You have to keep your dentures in even at night. If you experience any discomfort, visit your denturist for a follow-up. You really must respect the diet prescribed by your surgeon, even if you have your dentures in.
At night, always store your prosthesis in a water-filled container to allow your mouth tissue to breathe and relax. Massage your gums with your fingers or a soft bristle brush once a day to activate blood circulation in your gums and keep them healthy.
Give your mouth mucosa time to adapt to your new prosthesis (up to 7 days). After this period, stability will increase and comfort will be optimized.
If you have trouble pronouncing certain words, read out loud for a few minutes a day, every day for a week to restore your elocution abilities. This will help your various mouth and tongue muscles to adapt to your new prosthesis more quickly.
Avoid eating hard foods (nuts, candy, lozenges) for the first few days of wearing your prosthesis (3 or 4 days). Stick to soft foods (cooked vegetables, fish, pasta, etc.).
Use your back teeth (molars) to chew your food, and distribute your food across both sides to increase the strength and efficiency of your chewing.
Cut your food with a knife (apples, steak, etc.) before you eat it. This will help reduce bone resorption (gum wear).
If you experience light wounds near the pressure points, rinse your mouth with warm salt water 3 to 4 times per day to help heal your gums. If the pain is unbearable, make an appointment with your denturist to have your prosthesis adjusted. Wear your prosthesis for at least a few hours ahead of the consultation to allow your denturist to see which areas are irritated.
Always consult your denturist should you have a problem, question, or fractured prosthesis. We completely discourage you from trying to repair or adjust your dentures yourself. In most cases, this only makes things worse and will likely render your prosthesis impossible to repair.

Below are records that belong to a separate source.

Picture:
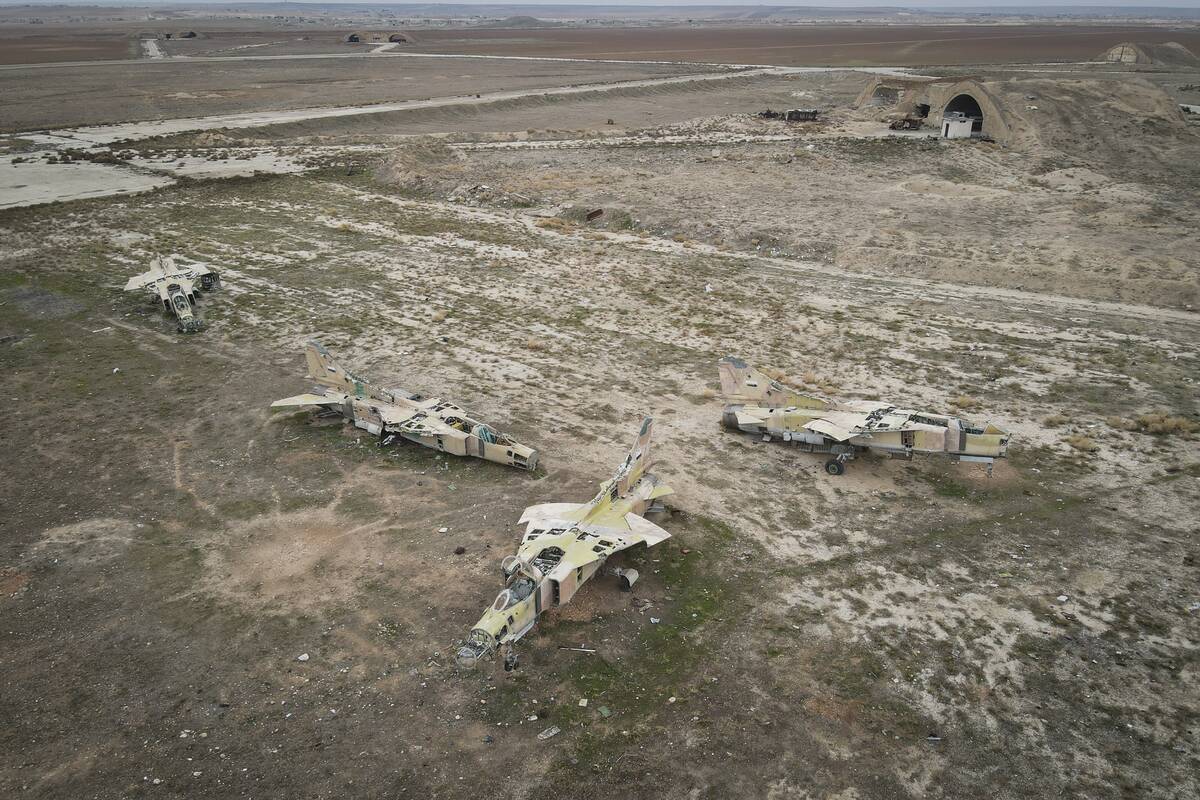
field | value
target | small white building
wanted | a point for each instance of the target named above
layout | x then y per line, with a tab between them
957	125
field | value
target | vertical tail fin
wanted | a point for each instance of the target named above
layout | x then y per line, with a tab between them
639	458
327	372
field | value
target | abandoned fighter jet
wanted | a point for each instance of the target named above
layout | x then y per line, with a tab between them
175	287
759	404
395	414
564	545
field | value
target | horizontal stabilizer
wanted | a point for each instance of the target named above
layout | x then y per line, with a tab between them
827	428
643	530
301	401
546	513
660	491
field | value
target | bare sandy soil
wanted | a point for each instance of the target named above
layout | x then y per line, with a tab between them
78	47
165	89
169	549
811	44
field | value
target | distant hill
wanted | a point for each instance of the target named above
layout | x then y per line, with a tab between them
1168	54
521	22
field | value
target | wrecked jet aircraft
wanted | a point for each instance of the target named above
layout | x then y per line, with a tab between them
564	545
759	404
175	287
395	414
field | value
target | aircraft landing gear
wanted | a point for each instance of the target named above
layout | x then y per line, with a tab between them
841	453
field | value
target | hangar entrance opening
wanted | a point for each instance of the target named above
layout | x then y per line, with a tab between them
969	107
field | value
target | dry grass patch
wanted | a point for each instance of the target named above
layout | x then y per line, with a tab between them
1081	443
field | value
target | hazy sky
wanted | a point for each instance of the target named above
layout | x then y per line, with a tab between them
813	4
981	5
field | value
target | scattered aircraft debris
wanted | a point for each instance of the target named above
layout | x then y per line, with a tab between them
906	124
762	405
791	115
175	287
564	545
395	414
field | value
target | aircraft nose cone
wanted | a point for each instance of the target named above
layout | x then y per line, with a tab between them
466	657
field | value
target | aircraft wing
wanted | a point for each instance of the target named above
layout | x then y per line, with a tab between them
643	530
415	421
838	426
303	401
552	515
142	281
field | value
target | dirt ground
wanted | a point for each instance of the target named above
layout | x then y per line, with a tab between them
202	597
811	44
81	95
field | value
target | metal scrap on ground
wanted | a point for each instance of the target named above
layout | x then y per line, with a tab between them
175	287
760	404
565	543
396	413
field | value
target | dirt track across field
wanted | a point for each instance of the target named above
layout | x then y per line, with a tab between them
811	44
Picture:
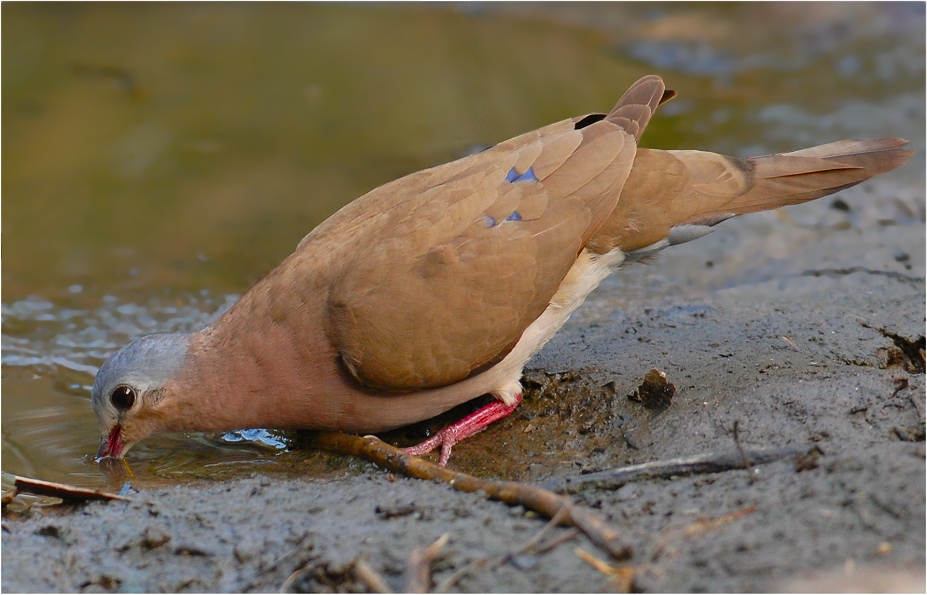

How to Deal With a Painful Prosthetic Device
When you feel pain, don’t wait too long. Call your denturist for a follow-up.
Try to locate the problem area so that you can point it out to your denturist.
Once your prosthesis is installed in your mouth, you may need to have it adjusted.
Never try to adjust your prosthesis yourself.
Give your gums a break by removing the prosthesis and rinse your mouth with warm salt water.